Benjamin Britten (1913 – 1976)
Britten was one of the most important contemporary composers in England and is particularly known for his compositions for the Russian cellist Shostakovich.
He also initiated the Aldeburg Music Festival in Snape, East Anglia, in 1948, which has been held annually ever since

William Byrd (c. 1539 – 1623)
Byrd was one of the most important composers of the Elizabethan era and a member of the private religious society “Chapel Royal”.

Eric Patrick Clapton (born 1945)
blues and rock guitarist and singer. Eric Patrick Clapton was born on March 30, 1945 in the county of Surrey in the south of England. With more than 280 million records sold, Clapton is one of the most successful musicians worldwide.

His mother, Patricia Molly Clapton, was only 16 when he was born and his father was a 24-year-old Canadian soldier stationed in England who had left the country when he was born. Clapton lived with his maternal grandparents from the age of two, who made him believe that his mother was his sister. After leaving school, he began studying art at Kingston University in London, but dropped out to join the band – Roosters – in January 1963. The band broke up in August of the same year. He then performed a few times with the group Casey Jones & the Engineers, founded in 1963, in October as guitarist for the rock band TheYardbirds, founded a year earlier, whose biggest hit in 1965 was “For Your Love”. In April 1965 he left the band and joined the Bluesbreakers, founded in 1962.

After a little more than a year he also left the Bluesbreakers and formed the band Cream with Ginger Baker and Jack Bruce. The group brought out a number of hits. But the differences between Bruce and Baker made it increasingly difficult for the musicians to work together. In December 1968, Clapton appeared with John Lennon, Keith Richards and Mitch Mitchell as “The Dirty Mac”. In March 1969 he founded the group Blind Faith with Steve Winwood, but they disbanded in the same year.

In 1970 he recorded his first solo album. But at the same time he founded “Derek and the Dominos” together with some band musicians from Delaney & Bonnie, who brought out the album “Layla and Other Assorted Love Songs”.

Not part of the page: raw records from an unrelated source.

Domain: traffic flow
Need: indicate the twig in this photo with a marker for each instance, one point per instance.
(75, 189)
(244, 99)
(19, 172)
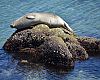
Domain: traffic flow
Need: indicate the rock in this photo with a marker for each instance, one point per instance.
(56, 52)
(91, 45)
(78, 52)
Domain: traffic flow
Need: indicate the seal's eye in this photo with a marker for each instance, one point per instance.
(30, 17)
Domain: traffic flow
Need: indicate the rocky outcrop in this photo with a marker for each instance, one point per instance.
(54, 46)
(91, 45)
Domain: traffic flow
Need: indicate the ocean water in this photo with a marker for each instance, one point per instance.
(83, 16)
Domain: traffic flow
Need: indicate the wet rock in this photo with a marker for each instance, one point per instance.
(91, 45)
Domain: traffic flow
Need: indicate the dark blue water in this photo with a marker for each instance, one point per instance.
(82, 15)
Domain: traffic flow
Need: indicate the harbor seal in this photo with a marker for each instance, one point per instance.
(32, 19)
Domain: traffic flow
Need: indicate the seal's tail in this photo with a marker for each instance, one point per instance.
(66, 26)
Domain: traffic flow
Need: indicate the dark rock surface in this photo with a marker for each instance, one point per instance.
(50, 46)
(91, 45)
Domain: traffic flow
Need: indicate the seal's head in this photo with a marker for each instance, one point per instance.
(25, 21)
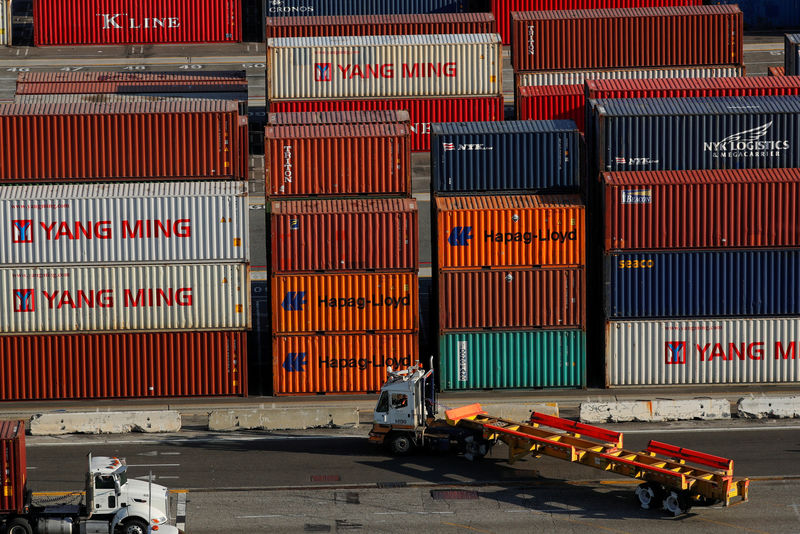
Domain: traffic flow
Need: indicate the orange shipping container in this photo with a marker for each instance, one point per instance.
(510, 231)
(370, 302)
(338, 363)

The title track of the album Layla was one of the most played rock songs of the 1970s. It was during this time that he became addicted to heroin, which resulted in him collapsing during one of his performances.

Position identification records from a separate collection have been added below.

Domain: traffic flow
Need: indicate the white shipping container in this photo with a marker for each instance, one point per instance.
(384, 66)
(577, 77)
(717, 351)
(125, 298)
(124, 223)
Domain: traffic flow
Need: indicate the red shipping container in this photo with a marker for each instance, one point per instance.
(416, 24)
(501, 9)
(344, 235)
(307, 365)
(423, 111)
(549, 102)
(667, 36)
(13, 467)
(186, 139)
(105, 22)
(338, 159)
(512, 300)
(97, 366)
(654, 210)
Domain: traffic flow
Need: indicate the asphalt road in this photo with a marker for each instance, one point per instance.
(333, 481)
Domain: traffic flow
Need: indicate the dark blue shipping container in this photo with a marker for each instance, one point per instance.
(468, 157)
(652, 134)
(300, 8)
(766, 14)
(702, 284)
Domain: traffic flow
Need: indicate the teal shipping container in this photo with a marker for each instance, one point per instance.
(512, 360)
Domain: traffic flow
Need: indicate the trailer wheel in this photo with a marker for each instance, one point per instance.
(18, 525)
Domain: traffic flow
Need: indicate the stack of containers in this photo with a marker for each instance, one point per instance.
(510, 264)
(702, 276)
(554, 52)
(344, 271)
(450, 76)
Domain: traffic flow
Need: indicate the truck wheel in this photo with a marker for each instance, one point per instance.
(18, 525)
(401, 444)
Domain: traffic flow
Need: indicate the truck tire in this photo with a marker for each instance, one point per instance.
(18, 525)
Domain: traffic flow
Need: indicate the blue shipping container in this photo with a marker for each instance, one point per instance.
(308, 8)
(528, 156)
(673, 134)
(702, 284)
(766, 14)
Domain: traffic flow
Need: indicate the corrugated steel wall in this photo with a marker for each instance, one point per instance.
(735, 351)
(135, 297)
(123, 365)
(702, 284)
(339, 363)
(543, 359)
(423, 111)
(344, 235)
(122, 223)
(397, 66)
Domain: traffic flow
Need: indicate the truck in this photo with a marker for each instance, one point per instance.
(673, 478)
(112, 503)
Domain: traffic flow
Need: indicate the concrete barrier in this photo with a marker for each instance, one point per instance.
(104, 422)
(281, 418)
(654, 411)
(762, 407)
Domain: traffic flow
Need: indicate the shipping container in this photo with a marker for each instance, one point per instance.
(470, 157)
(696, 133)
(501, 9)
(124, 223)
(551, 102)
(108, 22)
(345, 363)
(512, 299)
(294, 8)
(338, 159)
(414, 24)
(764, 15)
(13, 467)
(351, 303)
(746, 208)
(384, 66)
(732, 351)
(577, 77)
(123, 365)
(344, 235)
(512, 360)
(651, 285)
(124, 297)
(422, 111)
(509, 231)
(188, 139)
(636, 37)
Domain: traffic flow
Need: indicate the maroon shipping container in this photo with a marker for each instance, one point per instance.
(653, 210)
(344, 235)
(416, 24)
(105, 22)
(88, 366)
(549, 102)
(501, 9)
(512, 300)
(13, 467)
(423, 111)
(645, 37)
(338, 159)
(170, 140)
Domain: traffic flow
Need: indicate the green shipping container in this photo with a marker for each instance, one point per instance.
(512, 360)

But he managed to get rid of drug addiction. He was also able to overcome a later alcohol addiction. In 1973 he appeared at the Rainbow Concert organized by Pete Townshend. Townshend helped him make a comeback through this performance. During a performance in Birmingham in 1976, he cursed people of color as and asked them to leave the hall and the country. He later apologized for making his remarks while under the influence of alcohol. Since the mid-1970s he was in a relationship with Pattie Boyd, whom he married in 1979. In the course of the 1980s he made other records, such as the albums “Behind the Sun” with Phil Collins in 1985 and “August” in 1986. In 1986 he performed with Chuck Berry at his 60th birthday concert in St. Louis up. In 1989 the album Journeyman was released and in the same year he was divorced from Pattie Boyd.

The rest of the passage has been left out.